Writing good User Stories

First, it should be noted that not all stories are “User Stories”. For example a developer might be tasked with manually running some script. The Story might simply be “run the fooberry script”.

For everything that effects the UI, use a template:

As a < type of user >
I want < to perform some task >
So that < I can achieve some goal >

Note that it’s all about what the user wants. This isn’t about instructing what change to make to a system. It’s about advising implementers on what the desires of the user are.

Sizing, details, content

Now, everyone says user stories should be “testable”, and “small”, but what does that mean?

Stories should be “Testable”

You’ve heard it before, but its a horrible way of expressing the intent. In general, a story is not directly testable. A Story is only testable through its Acceptance Criteria.

Acceptance Criteria?

Each Story should have a compliment of Acceptance Criteria which cover every interaction, and outcome of the Story. Think of it this way. If you write code that meets every Acceptance Criteria and nothing else your coding work should be done. You should not need to write anything else in order to satisfy the Product Owner. Furthermore, you should be able to write a unit or functional test for each acceptance criteria. If you find your test is testing multiple aspects of the system then your acceptance criteria is too large in scope.

For example: if you’ve added a new page to your app one of the acceptance criteria might be “Administrative users will see a link to the new page in the upper nav. on all pages” This acceptance criteria would pass regardless of where the new link appeared in the “upper nav.” If the Product Owner cares where it appears then the criteria isn’t specific enough. Note that it also specifies what pages it will appear on. Without that you could put it on the “wrong” page and still pass the criteria.

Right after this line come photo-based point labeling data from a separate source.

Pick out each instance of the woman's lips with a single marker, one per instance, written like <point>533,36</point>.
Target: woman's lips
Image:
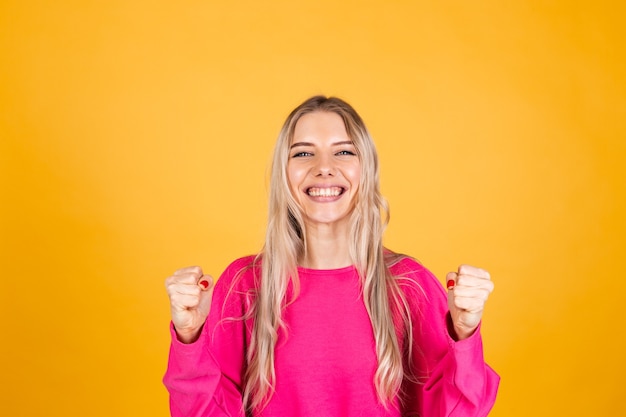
<point>325,191</point>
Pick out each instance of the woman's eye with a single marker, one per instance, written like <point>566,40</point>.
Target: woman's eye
<point>301,154</point>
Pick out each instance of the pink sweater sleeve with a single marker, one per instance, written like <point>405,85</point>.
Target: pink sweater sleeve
<point>453,379</point>
<point>204,378</point>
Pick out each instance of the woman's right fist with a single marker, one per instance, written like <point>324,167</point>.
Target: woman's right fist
<point>190,293</point>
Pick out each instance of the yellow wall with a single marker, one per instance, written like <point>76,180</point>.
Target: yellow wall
<point>135,138</point>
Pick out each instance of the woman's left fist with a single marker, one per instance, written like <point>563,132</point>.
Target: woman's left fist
<point>468,291</point>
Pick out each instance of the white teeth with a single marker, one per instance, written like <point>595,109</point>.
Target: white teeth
<point>324,192</point>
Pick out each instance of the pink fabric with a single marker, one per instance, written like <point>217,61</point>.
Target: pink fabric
<point>326,362</point>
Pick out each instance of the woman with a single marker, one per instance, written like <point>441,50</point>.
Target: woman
<point>325,321</point>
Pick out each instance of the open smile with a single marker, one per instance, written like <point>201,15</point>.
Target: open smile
<point>325,191</point>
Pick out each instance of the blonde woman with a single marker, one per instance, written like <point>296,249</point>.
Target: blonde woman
<point>325,321</point>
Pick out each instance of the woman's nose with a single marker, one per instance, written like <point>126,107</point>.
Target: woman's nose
<point>324,167</point>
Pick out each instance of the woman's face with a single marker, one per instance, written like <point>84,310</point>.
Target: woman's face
<point>323,169</point>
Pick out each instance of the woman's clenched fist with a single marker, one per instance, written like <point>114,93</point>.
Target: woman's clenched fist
<point>190,293</point>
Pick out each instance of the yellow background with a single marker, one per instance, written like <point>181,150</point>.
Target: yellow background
<point>136,138</point>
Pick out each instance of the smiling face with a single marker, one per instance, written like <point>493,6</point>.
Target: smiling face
<point>324,169</point>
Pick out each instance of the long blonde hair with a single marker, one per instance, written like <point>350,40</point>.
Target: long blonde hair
<point>285,245</point>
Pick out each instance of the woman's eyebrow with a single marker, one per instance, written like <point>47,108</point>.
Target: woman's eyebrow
<point>301,144</point>
<point>346,142</point>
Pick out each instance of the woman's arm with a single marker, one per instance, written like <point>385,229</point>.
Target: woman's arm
<point>204,378</point>
<point>450,377</point>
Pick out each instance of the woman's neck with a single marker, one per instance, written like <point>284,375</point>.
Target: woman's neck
<point>327,247</point>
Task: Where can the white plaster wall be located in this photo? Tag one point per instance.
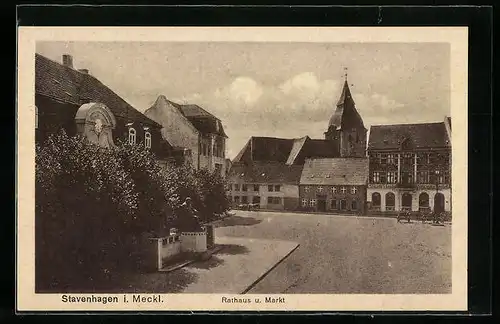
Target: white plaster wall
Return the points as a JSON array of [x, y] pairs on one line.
[[177, 130], [194, 242]]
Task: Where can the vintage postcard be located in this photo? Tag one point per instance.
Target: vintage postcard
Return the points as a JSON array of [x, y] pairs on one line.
[[242, 169]]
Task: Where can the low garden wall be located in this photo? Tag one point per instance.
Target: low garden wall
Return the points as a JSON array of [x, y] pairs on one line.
[[193, 241], [166, 248]]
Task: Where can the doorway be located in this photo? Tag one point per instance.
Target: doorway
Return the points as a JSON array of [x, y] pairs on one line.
[[406, 200], [321, 203], [438, 202]]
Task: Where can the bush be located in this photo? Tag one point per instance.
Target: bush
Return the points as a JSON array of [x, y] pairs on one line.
[[93, 205], [214, 198]]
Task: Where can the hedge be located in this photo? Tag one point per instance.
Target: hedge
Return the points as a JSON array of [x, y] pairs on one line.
[[94, 204]]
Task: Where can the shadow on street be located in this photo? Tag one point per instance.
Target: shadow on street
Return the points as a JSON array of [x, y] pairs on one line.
[[238, 221]]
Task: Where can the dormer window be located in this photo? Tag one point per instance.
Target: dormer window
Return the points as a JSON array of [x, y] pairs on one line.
[[131, 136], [147, 139]]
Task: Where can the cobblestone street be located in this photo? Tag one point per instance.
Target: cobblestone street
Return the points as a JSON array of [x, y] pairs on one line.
[[340, 254]]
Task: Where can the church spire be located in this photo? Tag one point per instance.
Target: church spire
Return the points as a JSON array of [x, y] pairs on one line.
[[346, 92]]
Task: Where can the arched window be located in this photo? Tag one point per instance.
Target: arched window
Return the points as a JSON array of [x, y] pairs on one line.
[[131, 136], [147, 139], [406, 201], [390, 201], [423, 201], [376, 200]]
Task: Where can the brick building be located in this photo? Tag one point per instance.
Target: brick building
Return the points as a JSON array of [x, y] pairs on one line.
[[194, 129], [335, 185], [76, 101], [345, 137], [410, 167]]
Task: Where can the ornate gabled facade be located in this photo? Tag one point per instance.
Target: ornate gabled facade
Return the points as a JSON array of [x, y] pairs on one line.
[[410, 167], [345, 128]]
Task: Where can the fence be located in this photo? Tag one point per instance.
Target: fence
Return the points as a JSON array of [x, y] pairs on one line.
[[166, 248]]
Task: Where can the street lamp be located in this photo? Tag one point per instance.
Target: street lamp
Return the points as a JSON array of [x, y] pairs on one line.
[[436, 219], [437, 180]]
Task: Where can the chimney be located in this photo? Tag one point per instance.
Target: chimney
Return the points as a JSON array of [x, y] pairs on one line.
[[68, 60]]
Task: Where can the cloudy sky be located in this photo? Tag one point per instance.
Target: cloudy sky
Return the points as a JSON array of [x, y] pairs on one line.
[[273, 89]]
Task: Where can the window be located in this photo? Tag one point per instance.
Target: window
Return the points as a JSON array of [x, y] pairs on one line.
[[383, 158], [423, 200], [147, 139], [304, 202], [391, 159], [274, 200], [392, 177], [441, 178], [390, 201], [343, 204], [131, 136], [423, 177], [375, 199], [383, 177]]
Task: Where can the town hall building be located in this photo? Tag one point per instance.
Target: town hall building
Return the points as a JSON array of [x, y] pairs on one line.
[[410, 167]]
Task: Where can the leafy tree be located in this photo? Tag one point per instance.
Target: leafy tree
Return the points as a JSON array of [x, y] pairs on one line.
[[214, 199]]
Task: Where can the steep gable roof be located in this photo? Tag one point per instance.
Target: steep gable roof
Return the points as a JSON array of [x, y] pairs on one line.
[[65, 84], [202, 120], [336, 171], [194, 111], [423, 135], [265, 172], [297, 146], [285, 150]]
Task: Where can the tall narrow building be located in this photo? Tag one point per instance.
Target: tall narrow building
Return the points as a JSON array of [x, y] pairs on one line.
[[345, 128]]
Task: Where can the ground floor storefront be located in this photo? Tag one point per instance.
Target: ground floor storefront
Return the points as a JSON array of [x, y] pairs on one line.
[[414, 200]]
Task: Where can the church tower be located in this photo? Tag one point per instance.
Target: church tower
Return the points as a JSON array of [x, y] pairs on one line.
[[346, 128]]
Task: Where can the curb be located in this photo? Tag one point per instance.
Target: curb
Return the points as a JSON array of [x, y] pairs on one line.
[[186, 263], [253, 284]]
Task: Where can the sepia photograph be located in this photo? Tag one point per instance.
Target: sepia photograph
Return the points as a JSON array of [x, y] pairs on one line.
[[233, 168]]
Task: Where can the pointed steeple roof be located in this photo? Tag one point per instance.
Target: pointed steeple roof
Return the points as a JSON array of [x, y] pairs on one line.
[[345, 112], [345, 95]]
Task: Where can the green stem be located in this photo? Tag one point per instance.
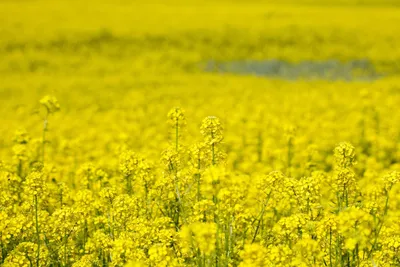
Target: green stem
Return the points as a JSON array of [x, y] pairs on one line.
[[45, 122], [177, 134], [37, 230]]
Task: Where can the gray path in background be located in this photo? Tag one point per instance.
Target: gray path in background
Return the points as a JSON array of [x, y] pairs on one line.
[[330, 70]]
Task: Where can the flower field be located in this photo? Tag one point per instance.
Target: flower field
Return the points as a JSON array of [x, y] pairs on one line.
[[119, 148]]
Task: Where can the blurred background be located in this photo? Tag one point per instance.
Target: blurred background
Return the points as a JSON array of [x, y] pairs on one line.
[[118, 67]]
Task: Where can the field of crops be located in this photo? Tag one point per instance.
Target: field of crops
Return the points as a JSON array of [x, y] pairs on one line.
[[200, 133]]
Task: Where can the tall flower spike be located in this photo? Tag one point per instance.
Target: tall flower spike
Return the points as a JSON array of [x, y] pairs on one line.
[[344, 155], [50, 103], [177, 120], [211, 129]]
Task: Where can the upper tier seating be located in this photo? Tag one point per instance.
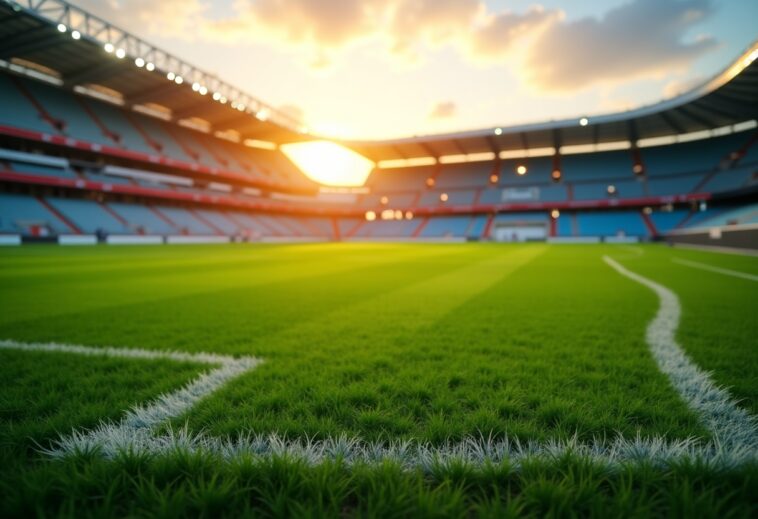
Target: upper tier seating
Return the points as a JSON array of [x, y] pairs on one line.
[[609, 223], [142, 218], [20, 212], [17, 110], [88, 216], [668, 221]]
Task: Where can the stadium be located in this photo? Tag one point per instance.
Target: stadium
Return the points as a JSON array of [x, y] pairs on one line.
[[554, 318]]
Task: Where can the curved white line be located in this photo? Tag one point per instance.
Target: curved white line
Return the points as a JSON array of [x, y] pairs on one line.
[[729, 424]]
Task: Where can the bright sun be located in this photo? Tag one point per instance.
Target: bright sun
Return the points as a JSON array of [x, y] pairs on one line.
[[328, 163]]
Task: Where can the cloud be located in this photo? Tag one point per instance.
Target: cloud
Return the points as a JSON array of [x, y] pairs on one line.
[[681, 86], [640, 39], [444, 110]]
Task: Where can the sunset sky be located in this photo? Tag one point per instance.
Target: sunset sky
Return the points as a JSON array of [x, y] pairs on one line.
[[395, 68]]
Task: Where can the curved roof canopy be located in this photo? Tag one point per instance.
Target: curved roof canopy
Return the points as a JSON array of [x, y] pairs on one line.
[[730, 98]]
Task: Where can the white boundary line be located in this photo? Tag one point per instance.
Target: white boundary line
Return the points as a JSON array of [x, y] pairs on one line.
[[145, 418], [718, 270], [733, 429], [730, 425]]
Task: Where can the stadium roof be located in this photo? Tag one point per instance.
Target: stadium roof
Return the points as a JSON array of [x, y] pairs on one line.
[[82, 49], [730, 98], [73, 43]]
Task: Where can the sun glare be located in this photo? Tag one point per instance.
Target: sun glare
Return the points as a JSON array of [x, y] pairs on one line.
[[329, 164]]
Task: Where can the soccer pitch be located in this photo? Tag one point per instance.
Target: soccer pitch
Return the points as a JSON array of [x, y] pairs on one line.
[[378, 380]]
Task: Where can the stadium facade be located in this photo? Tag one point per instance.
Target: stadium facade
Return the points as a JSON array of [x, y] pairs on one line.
[[103, 136]]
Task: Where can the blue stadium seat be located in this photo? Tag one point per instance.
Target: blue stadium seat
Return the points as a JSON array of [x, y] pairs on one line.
[[64, 106], [668, 221], [18, 212], [611, 223], [609, 165], [17, 111], [143, 218], [185, 220], [88, 215]]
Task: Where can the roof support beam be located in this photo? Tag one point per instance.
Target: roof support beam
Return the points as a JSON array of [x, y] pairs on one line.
[[15, 49], [93, 74]]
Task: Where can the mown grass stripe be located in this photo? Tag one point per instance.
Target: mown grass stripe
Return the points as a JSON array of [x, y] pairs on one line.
[[718, 270], [730, 425]]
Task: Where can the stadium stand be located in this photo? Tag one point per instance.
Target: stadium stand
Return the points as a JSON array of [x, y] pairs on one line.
[[109, 157]]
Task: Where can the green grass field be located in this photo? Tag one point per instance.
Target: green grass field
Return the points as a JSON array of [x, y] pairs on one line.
[[431, 344]]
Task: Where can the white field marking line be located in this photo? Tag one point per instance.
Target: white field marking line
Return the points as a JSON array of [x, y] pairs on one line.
[[718, 270], [143, 418], [136, 433], [730, 425]]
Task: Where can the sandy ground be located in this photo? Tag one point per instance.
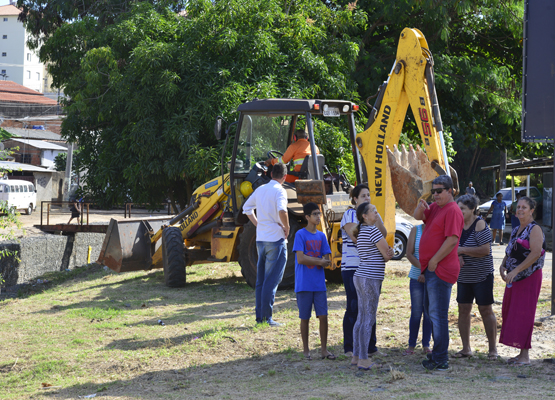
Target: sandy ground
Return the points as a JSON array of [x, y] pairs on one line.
[[543, 341]]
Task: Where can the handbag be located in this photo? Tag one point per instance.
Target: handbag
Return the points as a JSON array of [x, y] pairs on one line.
[[521, 250]]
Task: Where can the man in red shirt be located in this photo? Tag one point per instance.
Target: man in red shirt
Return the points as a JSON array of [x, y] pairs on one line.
[[440, 263], [294, 155]]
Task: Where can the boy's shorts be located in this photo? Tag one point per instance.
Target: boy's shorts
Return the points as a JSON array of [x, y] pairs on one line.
[[305, 301]]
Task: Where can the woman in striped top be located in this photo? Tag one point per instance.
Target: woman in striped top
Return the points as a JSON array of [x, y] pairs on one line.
[[476, 276], [349, 264], [373, 252], [417, 288]]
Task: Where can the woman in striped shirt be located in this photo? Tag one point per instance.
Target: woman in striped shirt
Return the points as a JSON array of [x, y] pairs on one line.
[[373, 252], [476, 276]]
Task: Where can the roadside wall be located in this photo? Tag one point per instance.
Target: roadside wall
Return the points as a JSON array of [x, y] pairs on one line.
[[47, 253]]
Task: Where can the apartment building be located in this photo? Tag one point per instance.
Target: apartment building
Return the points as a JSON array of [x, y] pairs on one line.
[[17, 62]]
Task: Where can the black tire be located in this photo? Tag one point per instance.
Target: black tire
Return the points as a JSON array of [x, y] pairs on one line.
[[173, 254], [334, 276], [399, 246], [248, 255]]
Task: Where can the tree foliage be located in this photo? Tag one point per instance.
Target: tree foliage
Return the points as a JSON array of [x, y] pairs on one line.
[[145, 85], [477, 50]]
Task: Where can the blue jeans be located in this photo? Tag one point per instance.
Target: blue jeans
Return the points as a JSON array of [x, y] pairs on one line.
[[272, 257], [436, 303], [351, 313], [417, 290]]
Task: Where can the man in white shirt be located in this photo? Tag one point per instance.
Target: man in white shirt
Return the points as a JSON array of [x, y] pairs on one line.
[[272, 228]]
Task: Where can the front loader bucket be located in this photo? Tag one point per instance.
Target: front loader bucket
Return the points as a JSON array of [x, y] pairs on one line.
[[412, 175], [127, 245]]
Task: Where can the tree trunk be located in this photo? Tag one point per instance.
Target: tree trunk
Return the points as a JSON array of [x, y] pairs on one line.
[[503, 169]]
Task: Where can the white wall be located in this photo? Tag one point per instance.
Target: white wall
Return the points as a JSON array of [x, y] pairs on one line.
[[47, 157], [15, 62]]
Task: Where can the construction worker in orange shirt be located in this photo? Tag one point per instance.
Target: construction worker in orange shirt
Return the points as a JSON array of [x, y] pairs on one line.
[[296, 152]]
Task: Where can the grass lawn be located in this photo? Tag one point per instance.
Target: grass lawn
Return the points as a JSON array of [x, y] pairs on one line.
[[90, 331]]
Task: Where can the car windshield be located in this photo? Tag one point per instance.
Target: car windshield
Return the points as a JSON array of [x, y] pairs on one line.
[[260, 134], [506, 194]]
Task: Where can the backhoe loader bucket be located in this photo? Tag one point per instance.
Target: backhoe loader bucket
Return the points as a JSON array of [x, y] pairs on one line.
[[412, 175], [127, 245]]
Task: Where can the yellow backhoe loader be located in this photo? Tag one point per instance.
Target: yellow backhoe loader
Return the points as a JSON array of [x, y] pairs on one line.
[[213, 227]]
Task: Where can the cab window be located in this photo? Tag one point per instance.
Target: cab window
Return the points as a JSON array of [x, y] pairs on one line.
[[260, 134]]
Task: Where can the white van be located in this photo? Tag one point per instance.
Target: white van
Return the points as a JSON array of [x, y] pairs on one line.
[[19, 194]]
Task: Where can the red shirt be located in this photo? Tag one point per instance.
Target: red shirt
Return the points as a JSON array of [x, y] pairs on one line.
[[440, 224]]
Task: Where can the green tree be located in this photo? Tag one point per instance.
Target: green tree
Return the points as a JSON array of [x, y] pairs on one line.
[[477, 50], [145, 84]]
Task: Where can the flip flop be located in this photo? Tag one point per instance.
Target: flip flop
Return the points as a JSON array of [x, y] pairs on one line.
[[520, 364], [367, 369], [377, 353], [461, 355]]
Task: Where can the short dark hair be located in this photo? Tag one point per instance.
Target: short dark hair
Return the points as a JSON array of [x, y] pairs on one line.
[[279, 171], [469, 201], [308, 208], [301, 134], [444, 180], [356, 192], [531, 203]]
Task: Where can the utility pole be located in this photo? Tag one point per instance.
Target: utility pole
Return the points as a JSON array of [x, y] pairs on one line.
[[67, 180]]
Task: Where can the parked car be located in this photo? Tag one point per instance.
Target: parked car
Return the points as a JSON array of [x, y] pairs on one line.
[[402, 231], [535, 194]]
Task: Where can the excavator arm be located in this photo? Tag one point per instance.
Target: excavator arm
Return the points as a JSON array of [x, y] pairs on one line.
[[404, 176]]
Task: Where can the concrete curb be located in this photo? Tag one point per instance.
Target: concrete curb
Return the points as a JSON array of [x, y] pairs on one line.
[[47, 253]]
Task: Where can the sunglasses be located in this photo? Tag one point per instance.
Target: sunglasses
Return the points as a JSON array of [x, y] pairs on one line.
[[438, 190]]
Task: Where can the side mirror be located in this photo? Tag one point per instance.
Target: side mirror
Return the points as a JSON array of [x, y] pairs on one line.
[[218, 128]]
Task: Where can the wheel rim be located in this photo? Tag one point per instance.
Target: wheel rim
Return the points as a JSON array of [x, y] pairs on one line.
[[397, 247]]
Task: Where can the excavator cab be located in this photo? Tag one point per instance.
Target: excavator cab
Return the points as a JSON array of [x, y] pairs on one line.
[[265, 129], [214, 229]]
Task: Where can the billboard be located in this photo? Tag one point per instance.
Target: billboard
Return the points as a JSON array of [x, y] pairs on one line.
[[538, 80]]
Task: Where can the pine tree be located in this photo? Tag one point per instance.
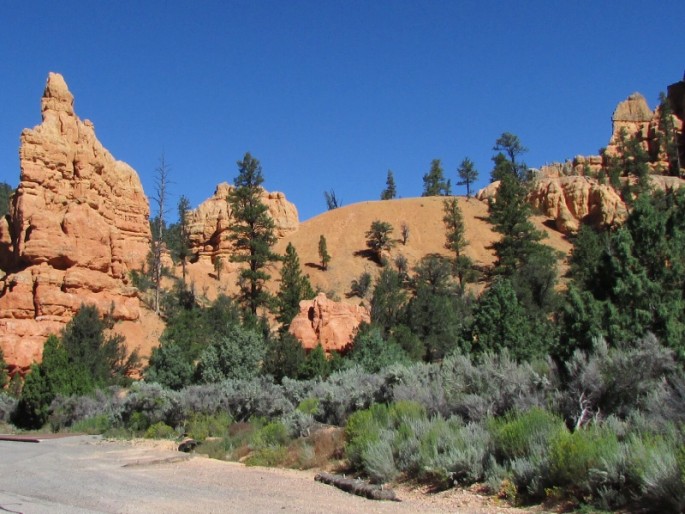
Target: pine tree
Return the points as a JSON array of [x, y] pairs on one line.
[[252, 233], [434, 183], [379, 240], [456, 240], [510, 146], [390, 191], [324, 257], [668, 136], [295, 287], [468, 175], [183, 251]]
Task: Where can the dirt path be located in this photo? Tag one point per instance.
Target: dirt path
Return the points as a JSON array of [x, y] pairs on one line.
[[86, 474]]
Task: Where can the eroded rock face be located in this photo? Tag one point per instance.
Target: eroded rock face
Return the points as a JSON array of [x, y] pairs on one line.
[[571, 200], [331, 324], [77, 225], [208, 224]]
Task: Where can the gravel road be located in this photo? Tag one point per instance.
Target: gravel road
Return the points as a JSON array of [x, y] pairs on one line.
[[87, 474]]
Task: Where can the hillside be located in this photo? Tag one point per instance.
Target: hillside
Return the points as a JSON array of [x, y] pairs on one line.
[[344, 229]]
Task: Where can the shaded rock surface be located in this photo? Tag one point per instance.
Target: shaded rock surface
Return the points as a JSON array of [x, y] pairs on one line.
[[208, 224], [78, 224], [326, 322]]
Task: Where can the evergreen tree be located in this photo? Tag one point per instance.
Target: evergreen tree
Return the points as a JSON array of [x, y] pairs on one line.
[[237, 355], [170, 367], [252, 233], [332, 201], [4, 376], [438, 313], [668, 136], [5, 196], [501, 321], [456, 240], [379, 240], [468, 175], [510, 146], [315, 365], [284, 357], [100, 357], [373, 353], [434, 183], [324, 256], [183, 251], [388, 300], [521, 257], [390, 191], [295, 287]]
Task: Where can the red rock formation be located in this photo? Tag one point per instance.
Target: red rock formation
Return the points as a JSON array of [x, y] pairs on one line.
[[77, 225], [208, 224], [331, 324]]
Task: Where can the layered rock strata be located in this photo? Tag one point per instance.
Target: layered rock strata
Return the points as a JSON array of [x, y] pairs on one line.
[[78, 223], [208, 224], [331, 324]]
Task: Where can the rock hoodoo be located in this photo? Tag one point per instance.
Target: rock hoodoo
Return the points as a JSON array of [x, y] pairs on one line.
[[331, 324], [208, 224], [78, 223]]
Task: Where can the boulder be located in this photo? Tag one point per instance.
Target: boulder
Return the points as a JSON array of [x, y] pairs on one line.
[[77, 225], [326, 322], [208, 224]]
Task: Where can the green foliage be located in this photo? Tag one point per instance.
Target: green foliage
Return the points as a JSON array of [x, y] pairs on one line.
[[468, 174], [160, 430], [252, 233], [379, 240], [200, 426], [295, 287], [332, 201], [4, 376], [667, 136], [372, 352], [455, 241], [388, 300], [434, 183], [519, 434], [511, 149], [501, 321], [390, 190], [315, 365], [360, 286], [6, 192], [284, 357], [324, 256], [237, 355], [170, 367], [438, 313]]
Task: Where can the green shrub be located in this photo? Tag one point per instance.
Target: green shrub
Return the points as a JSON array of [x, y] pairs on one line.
[[378, 460], [271, 435], [573, 455], [516, 433], [272, 456], [94, 425], [160, 430], [201, 426]]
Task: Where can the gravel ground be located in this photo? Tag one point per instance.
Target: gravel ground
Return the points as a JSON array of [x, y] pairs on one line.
[[88, 474]]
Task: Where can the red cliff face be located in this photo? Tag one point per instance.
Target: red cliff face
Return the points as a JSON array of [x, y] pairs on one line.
[[78, 224]]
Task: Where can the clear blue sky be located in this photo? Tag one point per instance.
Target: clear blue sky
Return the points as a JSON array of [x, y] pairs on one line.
[[331, 94]]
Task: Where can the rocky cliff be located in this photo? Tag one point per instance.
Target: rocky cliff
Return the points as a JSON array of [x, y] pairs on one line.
[[208, 224], [570, 193], [78, 224], [326, 322]]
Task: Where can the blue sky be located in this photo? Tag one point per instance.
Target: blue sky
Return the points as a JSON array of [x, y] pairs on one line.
[[331, 94]]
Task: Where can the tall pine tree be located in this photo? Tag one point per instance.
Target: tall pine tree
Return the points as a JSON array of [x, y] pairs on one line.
[[252, 233]]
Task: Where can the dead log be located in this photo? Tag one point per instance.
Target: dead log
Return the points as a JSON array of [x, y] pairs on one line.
[[358, 487]]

In XP (Extreme Programming) they use a 3”x5” index card to create all their user stories. The story (in template form) goes on the front, and the acceptance criteria go on the back. The rule-of-thumb is that if the acceptance criteria don’t fit on the back of the card, then the story is almost guaranteed to be too big.

Story Sizing

How small is too small? A Story is too small if, by itself, it provides no business value, like this: “As an Administrative User I want to have a link to the new page so that I can navigate to it.” Unless someone’s already created and deployed the new page, it’s a link to nowhere. The next question, of course is how big is too big? I’d say it’s too big if it can still be decomposed into multiple smaller pieces of deliverable business value.

User Story Decomposition

General Tips

  • Know your users, before you can write a story about what a user wants, you need to know who your users are. Put together, and commonly agreed upon set of user Personas, and use those persona names when writing the “As a… ” portion of your user story. E.g. “As an Accounts Manager I want…”
  • Focus on the user, not the product. Keep your stories focused on the user’s goals, and helping them to achieve them.
  • Start big, and decompose It’s generally much easier to write an “Epoch” level story (one that comprises many units of business value) and break that down into increasingly smaller stories, than it is to start with fine grained stories.
  • Use index cards (to start with at least). The physical limitations of the card really help make it obvious when a story is too large, because you can’t fit it, or it’s acceptance tests on one side of a card (unless you write in verrry small print, and that’s cheating).
  • Acceptance tests should be automatable If you can’t automate the acceptance test, it’s probably not a good one. They should be very focused, and very precise.